Bob Sharp
- Born: 17 February 1934 Arcadia, New South Wales, Australia
- Died: 12 September 2012 (aged 78)
- Nationality: Australian

Career history
- 1952–1954: Glasgow White City
- 1954–1958: Ipswich Witches

Individual honours
- 1962, 1965: Australian champion
- 1964: New South Wales champion

Team honours
- 1952, 1953: Scottish Cup winner

= Bob Sharp (speedway rider) =

Australian motorcycle speedway rider

Robert Henry Sharp (17 February 1934 – 12 September 2012) was an Australian motorcycle speedway rider.

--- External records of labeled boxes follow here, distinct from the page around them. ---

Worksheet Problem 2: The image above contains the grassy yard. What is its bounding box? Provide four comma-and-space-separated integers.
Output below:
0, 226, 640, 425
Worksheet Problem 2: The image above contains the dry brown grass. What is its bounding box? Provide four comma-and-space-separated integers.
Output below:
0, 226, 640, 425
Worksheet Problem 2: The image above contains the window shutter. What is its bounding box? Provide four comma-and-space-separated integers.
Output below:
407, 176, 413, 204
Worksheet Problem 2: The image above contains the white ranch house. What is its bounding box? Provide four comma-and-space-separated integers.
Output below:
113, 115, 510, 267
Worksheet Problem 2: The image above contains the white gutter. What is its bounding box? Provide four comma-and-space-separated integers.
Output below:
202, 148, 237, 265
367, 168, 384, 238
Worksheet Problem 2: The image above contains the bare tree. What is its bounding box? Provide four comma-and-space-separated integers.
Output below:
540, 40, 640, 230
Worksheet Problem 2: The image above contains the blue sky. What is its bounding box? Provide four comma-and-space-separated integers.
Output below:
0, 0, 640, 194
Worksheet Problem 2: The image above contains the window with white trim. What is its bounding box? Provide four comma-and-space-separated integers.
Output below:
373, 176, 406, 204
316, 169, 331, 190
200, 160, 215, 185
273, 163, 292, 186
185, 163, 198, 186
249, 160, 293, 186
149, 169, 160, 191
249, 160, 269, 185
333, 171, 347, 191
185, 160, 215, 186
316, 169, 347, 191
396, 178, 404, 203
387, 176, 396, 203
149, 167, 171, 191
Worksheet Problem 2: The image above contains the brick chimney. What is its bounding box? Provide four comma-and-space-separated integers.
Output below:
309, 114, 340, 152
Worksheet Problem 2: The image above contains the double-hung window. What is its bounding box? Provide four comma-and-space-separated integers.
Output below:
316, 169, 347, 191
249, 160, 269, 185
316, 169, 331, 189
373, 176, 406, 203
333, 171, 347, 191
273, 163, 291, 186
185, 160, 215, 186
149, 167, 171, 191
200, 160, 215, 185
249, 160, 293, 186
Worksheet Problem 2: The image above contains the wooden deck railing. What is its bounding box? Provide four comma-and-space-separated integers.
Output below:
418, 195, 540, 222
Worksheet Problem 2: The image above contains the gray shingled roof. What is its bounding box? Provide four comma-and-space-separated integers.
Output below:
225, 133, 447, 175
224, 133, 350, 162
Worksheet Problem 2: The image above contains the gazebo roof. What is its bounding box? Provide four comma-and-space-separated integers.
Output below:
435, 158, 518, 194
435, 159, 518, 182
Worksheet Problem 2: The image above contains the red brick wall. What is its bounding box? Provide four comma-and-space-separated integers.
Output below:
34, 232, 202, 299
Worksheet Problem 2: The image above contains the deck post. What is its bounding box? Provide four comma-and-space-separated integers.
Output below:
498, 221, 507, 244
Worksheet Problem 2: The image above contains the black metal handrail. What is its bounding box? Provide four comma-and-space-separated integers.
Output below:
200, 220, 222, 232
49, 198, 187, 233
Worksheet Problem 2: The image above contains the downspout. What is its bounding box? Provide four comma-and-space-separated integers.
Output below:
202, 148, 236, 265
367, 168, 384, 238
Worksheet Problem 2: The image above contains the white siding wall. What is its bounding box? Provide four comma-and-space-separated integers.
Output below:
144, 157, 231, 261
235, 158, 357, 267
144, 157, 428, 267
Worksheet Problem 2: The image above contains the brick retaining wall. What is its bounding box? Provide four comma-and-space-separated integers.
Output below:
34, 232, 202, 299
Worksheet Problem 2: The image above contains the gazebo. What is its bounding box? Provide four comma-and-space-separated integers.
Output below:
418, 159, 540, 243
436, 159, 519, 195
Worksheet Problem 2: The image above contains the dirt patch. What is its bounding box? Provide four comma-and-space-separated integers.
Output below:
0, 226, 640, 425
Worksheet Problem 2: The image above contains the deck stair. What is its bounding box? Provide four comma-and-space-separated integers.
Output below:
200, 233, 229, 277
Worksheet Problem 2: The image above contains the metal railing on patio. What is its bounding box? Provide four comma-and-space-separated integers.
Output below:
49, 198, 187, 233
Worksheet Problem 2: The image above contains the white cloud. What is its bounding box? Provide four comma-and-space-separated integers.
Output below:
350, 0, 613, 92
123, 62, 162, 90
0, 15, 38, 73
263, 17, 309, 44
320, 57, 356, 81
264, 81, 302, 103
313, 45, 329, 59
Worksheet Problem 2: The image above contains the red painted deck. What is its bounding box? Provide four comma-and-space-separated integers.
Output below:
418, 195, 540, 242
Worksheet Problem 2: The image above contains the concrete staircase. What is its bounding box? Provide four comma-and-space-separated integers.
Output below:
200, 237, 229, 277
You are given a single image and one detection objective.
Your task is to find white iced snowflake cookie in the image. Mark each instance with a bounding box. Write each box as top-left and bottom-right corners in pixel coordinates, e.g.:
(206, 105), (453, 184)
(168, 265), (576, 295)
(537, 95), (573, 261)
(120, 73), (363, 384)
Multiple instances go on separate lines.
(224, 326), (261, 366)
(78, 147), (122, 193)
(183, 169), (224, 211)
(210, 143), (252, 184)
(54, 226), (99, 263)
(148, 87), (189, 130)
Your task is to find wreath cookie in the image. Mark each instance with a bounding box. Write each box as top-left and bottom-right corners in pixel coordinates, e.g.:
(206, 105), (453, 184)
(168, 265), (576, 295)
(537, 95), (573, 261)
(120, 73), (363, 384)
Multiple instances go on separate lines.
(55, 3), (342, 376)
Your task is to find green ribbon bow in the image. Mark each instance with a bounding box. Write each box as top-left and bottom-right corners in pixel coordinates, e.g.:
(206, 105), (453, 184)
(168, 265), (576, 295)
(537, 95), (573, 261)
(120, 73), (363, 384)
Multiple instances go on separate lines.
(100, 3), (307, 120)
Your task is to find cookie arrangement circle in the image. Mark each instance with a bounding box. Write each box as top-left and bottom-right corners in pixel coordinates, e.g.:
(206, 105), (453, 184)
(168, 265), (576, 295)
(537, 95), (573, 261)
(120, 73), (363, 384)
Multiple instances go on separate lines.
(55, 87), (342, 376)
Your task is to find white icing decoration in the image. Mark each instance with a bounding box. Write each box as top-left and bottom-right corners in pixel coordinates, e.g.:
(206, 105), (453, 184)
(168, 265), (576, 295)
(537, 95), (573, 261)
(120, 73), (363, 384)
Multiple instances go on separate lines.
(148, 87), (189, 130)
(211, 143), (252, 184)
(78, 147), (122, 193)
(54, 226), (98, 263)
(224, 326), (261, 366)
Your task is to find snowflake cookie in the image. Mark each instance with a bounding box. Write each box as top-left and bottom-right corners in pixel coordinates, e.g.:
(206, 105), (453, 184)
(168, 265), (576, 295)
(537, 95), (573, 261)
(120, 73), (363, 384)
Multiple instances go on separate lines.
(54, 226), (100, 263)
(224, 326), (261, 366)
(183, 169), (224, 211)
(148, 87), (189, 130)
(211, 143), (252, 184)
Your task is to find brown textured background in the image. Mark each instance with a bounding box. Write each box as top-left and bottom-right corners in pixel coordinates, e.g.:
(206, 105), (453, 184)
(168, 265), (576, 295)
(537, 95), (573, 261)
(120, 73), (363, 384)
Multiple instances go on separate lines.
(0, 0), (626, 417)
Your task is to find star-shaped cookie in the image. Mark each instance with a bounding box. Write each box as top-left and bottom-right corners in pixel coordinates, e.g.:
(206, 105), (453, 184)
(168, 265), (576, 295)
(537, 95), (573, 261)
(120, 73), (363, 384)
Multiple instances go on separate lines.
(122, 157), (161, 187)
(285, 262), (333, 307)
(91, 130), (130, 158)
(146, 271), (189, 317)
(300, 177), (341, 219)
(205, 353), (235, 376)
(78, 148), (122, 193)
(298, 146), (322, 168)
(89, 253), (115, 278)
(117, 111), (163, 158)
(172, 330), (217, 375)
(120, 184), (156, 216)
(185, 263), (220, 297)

He was twice champion of Australia in 1962 and 1965 and earned 13 international caps for the Australia national speedway team.

== Biography==
Sharp, born in Arcadia, New South Wales, began his British leagues career riding for Glasgow Tigers during the 1952 Speedway National League Division Two season. He won the Scottish novices Championship in September 1952.

Sharp spent two full seasons with Glasgow but in 1954 was forced to find a new club following Glasgow's withdrawal from the league campaign.

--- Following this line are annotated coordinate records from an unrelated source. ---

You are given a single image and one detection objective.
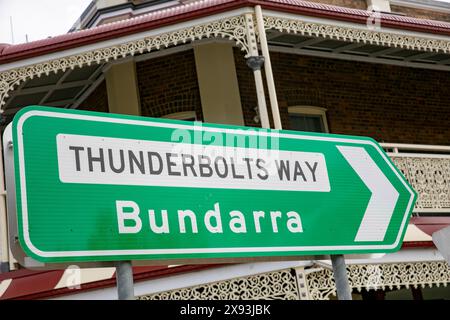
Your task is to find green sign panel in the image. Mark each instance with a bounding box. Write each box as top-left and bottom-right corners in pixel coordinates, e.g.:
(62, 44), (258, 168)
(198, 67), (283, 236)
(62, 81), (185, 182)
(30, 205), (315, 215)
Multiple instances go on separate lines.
(7, 107), (416, 262)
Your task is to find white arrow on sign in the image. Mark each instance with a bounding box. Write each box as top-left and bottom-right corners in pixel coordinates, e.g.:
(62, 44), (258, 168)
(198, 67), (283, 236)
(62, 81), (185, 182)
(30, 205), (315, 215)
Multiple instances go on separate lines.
(336, 146), (399, 241)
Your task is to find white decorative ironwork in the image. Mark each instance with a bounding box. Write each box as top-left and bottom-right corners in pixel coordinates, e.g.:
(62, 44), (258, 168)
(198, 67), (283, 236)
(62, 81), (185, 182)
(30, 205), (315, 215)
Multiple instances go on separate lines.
(391, 154), (450, 212)
(264, 16), (450, 53)
(307, 261), (450, 300)
(0, 16), (249, 108)
(138, 269), (298, 300)
(138, 261), (450, 300)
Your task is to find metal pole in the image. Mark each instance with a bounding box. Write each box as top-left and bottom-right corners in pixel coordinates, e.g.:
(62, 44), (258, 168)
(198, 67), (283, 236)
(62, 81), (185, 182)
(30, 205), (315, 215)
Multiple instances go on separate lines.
(247, 56), (270, 128)
(255, 5), (283, 129)
(116, 261), (134, 300)
(0, 135), (10, 273)
(331, 254), (352, 300)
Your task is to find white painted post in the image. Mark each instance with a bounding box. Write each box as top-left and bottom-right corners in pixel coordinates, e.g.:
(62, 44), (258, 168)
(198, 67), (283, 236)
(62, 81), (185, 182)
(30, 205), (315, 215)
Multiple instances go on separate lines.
(255, 5), (283, 129)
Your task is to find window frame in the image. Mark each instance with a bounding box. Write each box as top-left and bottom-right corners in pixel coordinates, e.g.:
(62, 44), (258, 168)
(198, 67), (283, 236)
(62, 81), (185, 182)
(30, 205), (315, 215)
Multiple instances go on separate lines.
(161, 110), (198, 121)
(288, 106), (330, 133)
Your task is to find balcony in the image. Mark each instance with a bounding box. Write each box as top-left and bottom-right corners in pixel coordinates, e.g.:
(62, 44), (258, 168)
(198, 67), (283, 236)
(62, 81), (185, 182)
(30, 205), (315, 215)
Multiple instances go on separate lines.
(381, 143), (450, 216)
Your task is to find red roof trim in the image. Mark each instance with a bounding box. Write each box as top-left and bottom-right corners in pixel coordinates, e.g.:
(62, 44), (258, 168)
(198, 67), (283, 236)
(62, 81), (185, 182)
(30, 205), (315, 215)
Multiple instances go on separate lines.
(11, 264), (219, 300)
(0, 0), (450, 64)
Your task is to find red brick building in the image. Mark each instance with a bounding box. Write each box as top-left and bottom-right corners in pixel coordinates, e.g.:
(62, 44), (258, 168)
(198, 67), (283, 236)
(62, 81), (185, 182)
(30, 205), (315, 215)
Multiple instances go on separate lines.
(0, 0), (450, 299)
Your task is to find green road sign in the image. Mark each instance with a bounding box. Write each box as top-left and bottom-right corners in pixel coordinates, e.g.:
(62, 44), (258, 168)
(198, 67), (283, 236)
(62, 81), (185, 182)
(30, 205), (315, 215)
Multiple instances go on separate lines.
(7, 107), (416, 262)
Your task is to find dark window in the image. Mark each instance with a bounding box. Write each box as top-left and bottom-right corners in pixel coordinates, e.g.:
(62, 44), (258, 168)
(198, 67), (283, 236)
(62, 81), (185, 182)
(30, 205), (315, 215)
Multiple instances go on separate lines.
(289, 113), (325, 132)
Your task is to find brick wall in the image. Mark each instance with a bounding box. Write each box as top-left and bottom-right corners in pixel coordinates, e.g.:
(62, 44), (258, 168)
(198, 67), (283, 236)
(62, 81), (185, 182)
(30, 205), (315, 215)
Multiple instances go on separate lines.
(136, 50), (203, 120)
(391, 5), (450, 22)
(78, 80), (108, 112)
(235, 51), (450, 145)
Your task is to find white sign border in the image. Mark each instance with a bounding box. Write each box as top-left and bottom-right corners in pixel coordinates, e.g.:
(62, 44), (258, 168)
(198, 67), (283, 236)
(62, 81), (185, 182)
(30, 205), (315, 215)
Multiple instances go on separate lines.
(17, 109), (415, 258)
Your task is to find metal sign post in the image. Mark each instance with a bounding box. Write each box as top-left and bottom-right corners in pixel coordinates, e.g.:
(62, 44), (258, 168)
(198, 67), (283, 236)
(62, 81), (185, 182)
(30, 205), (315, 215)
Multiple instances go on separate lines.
(116, 261), (134, 300)
(331, 254), (352, 300)
(432, 226), (450, 264)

Sharp switched to Ipswich Witches and began to build on his previous seasons averages, recording 6.38 for the 1954 season. He came to prominence in 1956 after recording an 8.93 average for Ipswich. However, following a disappointing 1958 campaign he returned to ride in Australia.

Sharp became the Australian champion after winning the Australian Solo Championship in 1962 and New South Wales champion in 1964. He won a second Australian title in 1965.